Posted by giuliomozzi at 10:57 | Comments (5)
21.06.06
Catania: diario del laboratorio
di giuliomozzi
[tutti gli articoli sul laboratorio di scrittura a Catania]
Oggi siamo sul giornale. Il quotidiano La Sicilia ha pubblicato un articolo sul laboratorio nella pagina settimanalmente dedicata all'università. Buon pro ci faccia.
Ieri è stata una giornata campale. Intanto, viaggiavano attorno ai quaranta gradi. Poi, allo scopo di dedicare una giornata tutt'intera (oggi) alla scrittura e alla lavorazione dei testi, abbiamo fatto due uscite: una al mattino e una al pomeriggio.
Quella del mattino è stata semplice. Come ho già spiegato, ci siamo recati sui luoghi di alcuni "fatti" apparsi nella cronaca del quotidiano La Sicilia (sempre lui). Nel pomeriggio, invece, ci siamo dedicati ai pedinamenti.
Le visite ai luoghi sono state, mi è parso di capire, un po' avventurose e un po' deludenti. Deludenti, perché visitare un luogo dopo che tutto è avvenuto è deludente per definizione; avventurose, preché l'avventura è sempre in agguato. Qualcuno ha incontrato un poeta pazzo, altri si sono fatti guardare storto dai residenti del luogo osservato; e così via. In questo momento, mentre scrivo qui, l'aula del Medialab è piena di gente che scrive, trascrivendo e sistemando gli appunti. Maggiori dettagli su queste visite, quindi, nei prossimi giorni.

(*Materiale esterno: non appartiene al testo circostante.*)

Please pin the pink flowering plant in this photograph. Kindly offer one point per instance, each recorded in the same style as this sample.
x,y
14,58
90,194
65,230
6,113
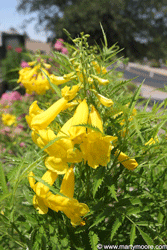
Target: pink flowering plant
x,y
93,172
14,60
59,46
13,130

I pedinamenti invece sono stati avventurosi tout-court. Ci siamo divisi in due gruppi: uno è partito dalla piazza del Duomo, l'altro da davanti la Rinascente. "Voglio una popolana! Voglio pedinare una bella popolana, una di quelle belle signore con le borse!", proclamava una. Ed è finita a pedinare una signora borghese che, dopo un po' di giri d'acquisti, ha preso un autobus per Librino (più che un quartiere di Catania, una vera e propria città satellitare, progettata da Kenzo Tange: io non ci sono stato, ma mi è parso di capire che si tratta di un posto, oggi come oggi, piuttosto invivibile). Un'altra ha pedinato una signora che andava alle Poste, e si è fatta in sua compagnia un'ora di coda allo sportello. Un'altra, al ritorno dal pedinamento, ha dichiarato: "Sono finita in una bisca". "Al principio ho seguito un tipo loschissimo", ha spiegato un altro; ma non ho ben capito perché fosse loschissimo; "poi l'ho abbandonato, perché era entrato in un'officina per automobili, entrava, ne usciva, rientrava, riusciva, non si capiva bene cosa volesse fare".
Nessuno, a quanto pare, si è fatto sgamare. Il che mi sembra notevole e lodevole.
Oggi, visto anche il caldo (La Sicilia - sempre lei! - consiglia di non uscir di casa tra le 12 e le 17) staremo ben chiusi nel Medialab (dove c'è l'aria condizionata) a finalmente scrivere. E poi vedremo.
Posted by giuliomozzi at 09:26 | Comments (4)
20.06.06
Catania: diario del laboratorio
di giuliomozzi
[tutti gli articoli sul laboratorio di scrittura a Catania]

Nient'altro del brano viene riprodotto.